Security

Security considerations in 8th

Data-security is a hot topic, and has many facets. The design of 8th attempts to take as many of them into account as possible — primarily because the initial impetus for designing 8th was to write a secure “note-pad” application.

8th helps secure your application by focusing on these major issues:

  • data corruption
  • IP disclosure
  • reducing the attack surface
  • discouraging unsafe coding

The issues of “data corruption” and “IP disclosure” are linked in our methodology. When an 8th application is created using the “build” process, the application’s sources and resources are encrypted using a tamper-evident method (AES-256-GCM). What that means in practice is that if any corruption of that application’s deployed data (e.g. the “installed application package”) occurs, it is detected and no execution of the corrupted data will occur. It is immaterial whether the corruption was accidental or due to hacking. Note: encrypted applications are only available in “Professional” and “Enterprise” editions.

In addition, the application is signed using RSA, and the encrypted application is verified to have the correct signature on launch. Thus, even if the application package is decrypted, a falsified version of the application cannot be created and run.

Similarly, because the application data are encrypted, they are resistant to reverse-engineering or data disclosure. It is not possible to achieve 100% un-hackable encryption without hardware or trusted third-party server support, so we do not claim that. However, we do claim that reverse-engineering or decompiling your application, if built using the Professional or Enterprise version of our product and selecting “encrypted” binary, is very difficult and unlikely to be cost-effective for an attacker.

Another aspect of data-security is “reducing the attack surface”. There have been many attacks based on substituting or interfering with an application’s use of external libraries. Still others have been based on the use of out-of-date libraries on certain platforms. The 8th engine statically incorporates the sensitive libraries it requires, so that there is no dependency on the platform, the library cannot be replaced, and the attack-surface is reduced considerably. As new vulnerabilities in libraries used by 8th are found, updated versions are used and incorporated into each new release — you therefore benefit immediately.

Further reducing the attack surface, 8th does not give the programmer unfettered access to memory. Any 8th data structures exposed to the programmer are bounds-checked so that attacks such as “stack smashing” aren’t possible.

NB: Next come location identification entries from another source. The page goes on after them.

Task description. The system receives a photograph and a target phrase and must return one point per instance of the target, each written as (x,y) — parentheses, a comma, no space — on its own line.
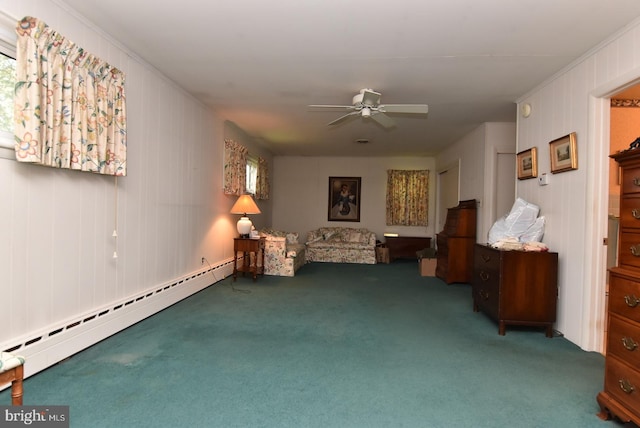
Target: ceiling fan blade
(370,98)
(383,119)
(331,107)
(344,118)
(404,108)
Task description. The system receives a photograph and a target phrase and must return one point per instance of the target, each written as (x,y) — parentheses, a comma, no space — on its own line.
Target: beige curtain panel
(407,197)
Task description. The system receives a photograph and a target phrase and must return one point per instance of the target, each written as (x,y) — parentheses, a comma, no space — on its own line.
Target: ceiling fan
(367,105)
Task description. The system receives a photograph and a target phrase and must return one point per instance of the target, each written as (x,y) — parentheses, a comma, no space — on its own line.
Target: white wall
(478,179)
(300,203)
(56,249)
(575,202)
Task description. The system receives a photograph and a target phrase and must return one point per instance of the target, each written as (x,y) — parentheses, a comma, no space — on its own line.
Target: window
(252,174)
(7,86)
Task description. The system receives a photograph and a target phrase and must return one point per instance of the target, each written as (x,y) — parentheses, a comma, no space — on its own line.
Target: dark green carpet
(336,346)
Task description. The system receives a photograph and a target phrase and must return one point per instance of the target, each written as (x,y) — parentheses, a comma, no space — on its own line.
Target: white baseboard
(56,343)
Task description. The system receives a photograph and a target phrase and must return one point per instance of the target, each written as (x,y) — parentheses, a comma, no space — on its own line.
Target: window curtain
(69,104)
(235,168)
(262,182)
(407,197)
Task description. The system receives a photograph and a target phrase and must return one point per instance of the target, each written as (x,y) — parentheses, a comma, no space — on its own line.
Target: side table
(248,246)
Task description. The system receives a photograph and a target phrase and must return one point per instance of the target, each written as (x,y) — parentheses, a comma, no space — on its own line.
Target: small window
(7,85)
(252,174)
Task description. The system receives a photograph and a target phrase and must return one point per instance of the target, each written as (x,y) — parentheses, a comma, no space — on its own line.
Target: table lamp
(244,205)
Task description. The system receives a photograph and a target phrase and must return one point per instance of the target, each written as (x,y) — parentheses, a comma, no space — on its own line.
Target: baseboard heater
(59,342)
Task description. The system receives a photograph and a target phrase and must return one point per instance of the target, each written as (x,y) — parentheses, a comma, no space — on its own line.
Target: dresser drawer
(623,340)
(624,297)
(630,213)
(629,251)
(631,180)
(622,382)
(486,259)
(486,295)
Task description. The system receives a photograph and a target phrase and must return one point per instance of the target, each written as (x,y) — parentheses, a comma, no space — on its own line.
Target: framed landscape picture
(527,164)
(344,199)
(563,152)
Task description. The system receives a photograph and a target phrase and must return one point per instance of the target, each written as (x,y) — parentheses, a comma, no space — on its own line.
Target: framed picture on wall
(563,152)
(344,199)
(527,164)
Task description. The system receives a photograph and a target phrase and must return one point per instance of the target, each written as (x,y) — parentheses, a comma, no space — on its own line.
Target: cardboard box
(427,267)
(382,254)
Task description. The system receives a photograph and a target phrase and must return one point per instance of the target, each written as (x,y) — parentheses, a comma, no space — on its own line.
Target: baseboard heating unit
(56,343)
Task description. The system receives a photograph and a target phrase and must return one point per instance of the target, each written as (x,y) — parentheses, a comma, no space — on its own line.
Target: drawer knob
(631,301)
(626,386)
(629,344)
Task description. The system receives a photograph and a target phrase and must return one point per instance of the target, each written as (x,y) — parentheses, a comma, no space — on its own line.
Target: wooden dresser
(516,287)
(455,243)
(621,395)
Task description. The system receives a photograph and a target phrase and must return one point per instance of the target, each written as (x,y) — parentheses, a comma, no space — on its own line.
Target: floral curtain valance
(262,182)
(235,168)
(69,104)
(407,197)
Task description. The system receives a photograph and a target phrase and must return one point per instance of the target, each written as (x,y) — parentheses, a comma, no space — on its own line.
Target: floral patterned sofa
(341,245)
(283,255)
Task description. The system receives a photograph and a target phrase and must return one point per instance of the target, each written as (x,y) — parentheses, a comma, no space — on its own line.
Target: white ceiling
(260,63)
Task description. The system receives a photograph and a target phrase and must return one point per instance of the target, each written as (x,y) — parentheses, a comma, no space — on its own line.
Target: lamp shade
(245,205)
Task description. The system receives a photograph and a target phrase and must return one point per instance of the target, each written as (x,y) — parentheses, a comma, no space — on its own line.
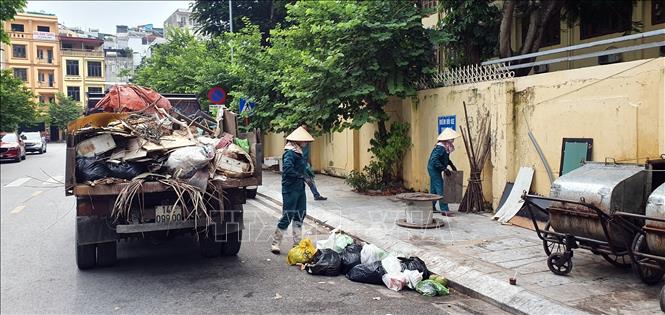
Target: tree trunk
(505,29)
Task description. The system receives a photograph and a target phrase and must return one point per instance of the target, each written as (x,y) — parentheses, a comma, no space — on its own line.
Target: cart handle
(639,216)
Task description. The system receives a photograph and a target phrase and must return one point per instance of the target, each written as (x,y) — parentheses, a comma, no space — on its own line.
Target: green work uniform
(439,160)
(293,189)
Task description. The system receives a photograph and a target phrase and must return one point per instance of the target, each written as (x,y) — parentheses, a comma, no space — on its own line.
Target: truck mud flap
(93,230)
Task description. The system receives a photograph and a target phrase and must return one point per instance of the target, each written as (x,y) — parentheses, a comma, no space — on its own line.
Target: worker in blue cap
(294,202)
(439,160)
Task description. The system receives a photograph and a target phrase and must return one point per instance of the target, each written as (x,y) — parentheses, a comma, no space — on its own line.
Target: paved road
(39,274)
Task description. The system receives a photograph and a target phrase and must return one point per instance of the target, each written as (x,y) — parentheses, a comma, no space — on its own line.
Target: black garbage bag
(127,170)
(414,263)
(326,263)
(367,273)
(350,257)
(90,169)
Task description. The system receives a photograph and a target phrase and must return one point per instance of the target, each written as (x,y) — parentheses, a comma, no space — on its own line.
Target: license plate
(166,214)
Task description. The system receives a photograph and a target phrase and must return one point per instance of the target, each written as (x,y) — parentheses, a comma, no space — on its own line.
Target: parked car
(12,147)
(34,142)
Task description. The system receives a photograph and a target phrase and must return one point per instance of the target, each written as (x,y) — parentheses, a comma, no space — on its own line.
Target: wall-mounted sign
(447,122)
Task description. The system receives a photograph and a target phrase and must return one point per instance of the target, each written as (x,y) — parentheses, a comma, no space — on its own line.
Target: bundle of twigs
(473,199)
(188,197)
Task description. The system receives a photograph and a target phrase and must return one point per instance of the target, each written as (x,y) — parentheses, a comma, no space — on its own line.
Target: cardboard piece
(453,187)
(95,145)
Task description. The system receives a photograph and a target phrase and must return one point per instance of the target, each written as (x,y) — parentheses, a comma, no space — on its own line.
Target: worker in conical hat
(294,203)
(439,161)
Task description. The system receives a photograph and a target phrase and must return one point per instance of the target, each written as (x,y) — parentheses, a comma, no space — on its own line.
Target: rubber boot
(296,229)
(276,240)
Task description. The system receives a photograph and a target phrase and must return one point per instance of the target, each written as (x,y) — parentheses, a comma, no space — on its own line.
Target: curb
(470,281)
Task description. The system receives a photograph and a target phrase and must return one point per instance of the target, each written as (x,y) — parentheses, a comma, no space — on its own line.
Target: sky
(105,15)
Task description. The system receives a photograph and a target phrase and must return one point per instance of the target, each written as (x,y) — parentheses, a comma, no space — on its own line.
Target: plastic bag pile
(339,254)
(139,132)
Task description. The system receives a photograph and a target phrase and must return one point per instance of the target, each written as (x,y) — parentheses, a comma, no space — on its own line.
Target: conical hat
(300,135)
(447,134)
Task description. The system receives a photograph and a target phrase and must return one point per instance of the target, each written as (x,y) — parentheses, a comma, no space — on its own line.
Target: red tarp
(132,98)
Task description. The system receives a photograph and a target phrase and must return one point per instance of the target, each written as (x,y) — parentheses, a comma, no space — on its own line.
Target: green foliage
(383,170)
(469,31)
(8,9)
(63,111)
(370,178)
(339,61)
(213,16)
(17,103)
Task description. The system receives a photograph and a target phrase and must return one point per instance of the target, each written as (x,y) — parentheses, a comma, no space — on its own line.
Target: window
(603,20)
(21,73)
(18,28)
(94,69)
(18,51)
(657,12)
(94,89)
(428,4)
(74,92)
(72,67)
(551,32)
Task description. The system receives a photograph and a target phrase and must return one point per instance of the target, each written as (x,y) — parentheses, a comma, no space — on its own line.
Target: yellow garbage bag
(301,253)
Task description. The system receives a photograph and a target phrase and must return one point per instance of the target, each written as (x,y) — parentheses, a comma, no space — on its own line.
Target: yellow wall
(33,43)
(83,81)
(621,106)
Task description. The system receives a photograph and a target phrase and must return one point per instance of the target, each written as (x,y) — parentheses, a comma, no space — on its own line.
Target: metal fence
(465,75)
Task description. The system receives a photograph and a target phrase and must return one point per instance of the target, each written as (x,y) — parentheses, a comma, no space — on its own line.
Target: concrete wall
(621,106)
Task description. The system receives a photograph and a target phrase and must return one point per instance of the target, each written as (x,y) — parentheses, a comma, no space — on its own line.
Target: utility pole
(231,25)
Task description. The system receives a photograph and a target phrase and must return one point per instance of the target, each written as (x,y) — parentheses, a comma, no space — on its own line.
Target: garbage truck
(157,204)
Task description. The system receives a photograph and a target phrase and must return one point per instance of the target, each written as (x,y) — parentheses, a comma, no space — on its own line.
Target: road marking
(18,182)
(53,180)
(18,209)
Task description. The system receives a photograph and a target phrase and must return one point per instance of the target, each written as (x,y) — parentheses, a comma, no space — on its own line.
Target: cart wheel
(662,299)
(560,264)
(621,261)
(550,246)
(648,274)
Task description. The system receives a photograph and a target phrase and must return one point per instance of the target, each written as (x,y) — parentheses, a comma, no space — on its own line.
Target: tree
(63,111)
(213,16)
(16,102)
(539,14)
(468,31)
(8,9)
(340,61)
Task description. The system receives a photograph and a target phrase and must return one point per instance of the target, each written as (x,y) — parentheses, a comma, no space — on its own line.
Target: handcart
(581,207)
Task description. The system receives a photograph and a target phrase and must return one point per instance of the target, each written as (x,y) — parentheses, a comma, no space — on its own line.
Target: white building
(182,19)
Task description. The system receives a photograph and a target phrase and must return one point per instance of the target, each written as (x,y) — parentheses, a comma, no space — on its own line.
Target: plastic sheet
(326,263)
(350,257)
(367,273)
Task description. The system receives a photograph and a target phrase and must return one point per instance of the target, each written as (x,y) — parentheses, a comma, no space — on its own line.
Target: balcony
(46,85)
(81,53)
(46,61)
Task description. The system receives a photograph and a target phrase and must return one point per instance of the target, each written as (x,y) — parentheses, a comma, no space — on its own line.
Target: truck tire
(231,246)
(251,192)
(107,254)
(209,248)
(85,256)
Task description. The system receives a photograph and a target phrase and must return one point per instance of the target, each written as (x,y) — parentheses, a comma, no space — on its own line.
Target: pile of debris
(366,263)
(136,141)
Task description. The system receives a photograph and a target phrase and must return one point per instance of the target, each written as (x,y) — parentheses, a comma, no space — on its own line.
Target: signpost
(447,122)
(217,95)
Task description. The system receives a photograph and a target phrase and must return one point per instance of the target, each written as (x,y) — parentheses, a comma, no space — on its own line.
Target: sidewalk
(479,255)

Because 8th makes it very easy for your application to interpret text and run it as code, you as a developer need to be careful to only permit such interpretation (e.g. via eval) from trusted sources. 8th has a mechanism to reduce this attack surface as well: you can designate a “name-space” as the “only” one available, and restrict the words exposed there. Similarly, there are special data-conversion words to take a JSON string and safely interpret it (rather than using eval). 8th makes it easy for the developer to write safe code, and while it does permit accessing external libraries (where it thereby loses control), it encourages software authors to use the built-in, safe alternatives.

With 8th, your data’s security is in your hands!